Experts have been warning about the coronavirus’s effect on the consumer tech industry and now it looks like iPhone production is going to have to slow down significantly due to reduced numbers of factory staff.
Apple analyst Ming-Chi Kuo has written a new note to investors (seen by AppleInsider) which explains what’s going on at Apple’s major supply partners in China. Kuo has previously reduced his production forecast for iPhones by 10% for Q1, and now we can see why that’s likely going to be a reality.
Take Foxconn’s Zhengzhou facility, which makes the iPhone 11 and will also be producing the iPhone 9 (aka iPhone SE 2). Kuo claims that only between 40 - 60% of the workforce present before the Lunar New Year holiday period began will be returning to work this week, having been held back an extra week due to the viral outbreak.
Foxconn’s other main factory in Shenzhen hasn’t taken the extra week off, but has an even lower rate of returning workers, pegged by Kuo as between 30 and 50%.
As a result, Foxconn has moved some of its production out of these locations to its factories in Taiyuan, northern China, and India, but these are much smaller than their main facilities, and therefore production delays are very likely.
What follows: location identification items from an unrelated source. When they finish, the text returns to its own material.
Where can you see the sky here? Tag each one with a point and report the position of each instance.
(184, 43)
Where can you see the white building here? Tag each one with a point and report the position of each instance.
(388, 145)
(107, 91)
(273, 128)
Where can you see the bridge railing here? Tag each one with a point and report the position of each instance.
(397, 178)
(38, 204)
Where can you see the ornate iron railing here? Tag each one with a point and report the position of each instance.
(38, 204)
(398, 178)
Another Apple supplier, Pegatron, has been back at work since February 3. The Shanghai-based factory, where the iPhone 11 is built and where the iPhone 12 is reportedly being developed, currently has a high number of returning employees (90%). However, Kuo predicts many of the workers will resign once they receive their February paycheck, leaving Pegatron with around 60 - 70% of its original workforce.
Pegatron also has a base in Kunshan, where it’s building the iPhone SE 2, which was meant to return to work on Feb. 10, but apparently will not be doing so. Kuo predicts only 40 to 60% of workers there will return once it reopens.